Family and friends of Lynn Tolocka are in shock after learning the 24-year-old from Leduc, Alberta, died on her birthday trip to the troubled Boonstock Music Festival near Penticton.
CTV Vancouver says tributes have been pouring into her Facebook page, as friends struggled to digest the news – coming only days after Tolocka had posted how excited she was for the trip.
“Happy birthday, I hope where you are you’re having fun like you did before.
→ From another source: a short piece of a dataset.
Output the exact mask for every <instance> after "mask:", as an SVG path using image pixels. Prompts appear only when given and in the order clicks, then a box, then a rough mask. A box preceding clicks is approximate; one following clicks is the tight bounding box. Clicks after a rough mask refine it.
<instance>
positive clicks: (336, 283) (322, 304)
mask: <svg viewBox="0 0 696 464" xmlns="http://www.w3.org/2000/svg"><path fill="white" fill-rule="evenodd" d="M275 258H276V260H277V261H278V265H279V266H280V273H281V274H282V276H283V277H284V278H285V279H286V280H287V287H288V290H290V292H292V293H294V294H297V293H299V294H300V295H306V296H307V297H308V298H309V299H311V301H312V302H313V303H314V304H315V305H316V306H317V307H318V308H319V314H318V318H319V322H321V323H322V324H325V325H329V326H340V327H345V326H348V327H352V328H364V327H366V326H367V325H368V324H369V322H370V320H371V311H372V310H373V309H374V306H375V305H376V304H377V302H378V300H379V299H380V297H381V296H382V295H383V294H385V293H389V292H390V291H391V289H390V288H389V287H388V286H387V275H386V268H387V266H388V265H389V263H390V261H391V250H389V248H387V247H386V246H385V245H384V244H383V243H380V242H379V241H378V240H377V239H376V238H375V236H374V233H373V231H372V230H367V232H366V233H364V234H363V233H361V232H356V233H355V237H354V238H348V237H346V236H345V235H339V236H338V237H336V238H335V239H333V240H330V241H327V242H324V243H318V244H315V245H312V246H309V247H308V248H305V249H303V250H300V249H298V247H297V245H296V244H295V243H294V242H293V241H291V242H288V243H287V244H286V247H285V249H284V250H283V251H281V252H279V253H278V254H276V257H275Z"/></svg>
I miss you and one day we will meet again,” wrote Melissa Ann Merrick.
“Really, I’m in shock, I can’t believe it,” wrote Ali Gangji.
Tolocka died early Saturday morning at the Penticton Regional Hospital – one day before her birthday Sunday, according to friends.
“Peace out, Calgary, it’s been a slice. Now to beautiful B.C.,” she wrote on Thursday. “Can’t wait until I’m there at Boonstock.”
Police told reporters that it was a suspected overdose of a party drug like MDMA, although they said it would take tests to discover exactly what happened.
Tolocka’s family told CTV News they didn’t believe that she had overdosed and wanted to cancel upcoming festivals for safety.
Tolocka wasn’t the only one hospitalized – in all, 80 people were taken to emergency over the weekend, according to Interior Health.
The Boonstock Music Festival was kicked out of its original home north of Edmonton by city councilors who said it had become too rowdy and lawless.
But as the festival set up on Penticton Indian Band land near Penticton, it faced a series of obstacles: security concerns prompted the government to deny it a liquor licence, which spooked sponsors.
Its security guards were filmed allegedly stealing liquor from a nearby store.
But without liquor, drugs may have filled the void.
“The majority of hospital admittances were overdoses, which is high, and that might reflect the fact there was no alcohol,” said David Hyde, a security consultant.
Without liquor, the festival had to make money elsewhere, selling water for $4 a bottle, but Hyde said that also causes risks for anyone unwilling to fork over the money -- including heatstroke and more serious problems for drinkers and MDMA users.
“The organizers want to make money, but they need to provide essential services,” he said.
Tolocka’s death is just one of five deaths in Canadian music festivals in the past three weeks. Nick Phongsavath died at the Pemberton Music Festival, though authorities have not released the cause of death.
And three more people died at the Veld Music Festival near Toronto. Police are investigating those deaths.
Organizers at this weekend’s Squamish Music Festival say they are prepared with a detailed security plan and free water at eight stations. They will have misting stations and bottled water at medical tents as well.
As festival season continues, Provincial Health Officer Dr. Perry Kendall advises all partygoers to ensure they stay hydrated and be aware of the signs of heat stroke and—if they insist on taking drugs—to obtain them from a trusted, proven source.
“Drink plenty of fluids and be really aware of the symptoms of palpitations, headaches, fever, muscle aches and pains. And if you feel really ill, seek medical attention quickly,” he advised.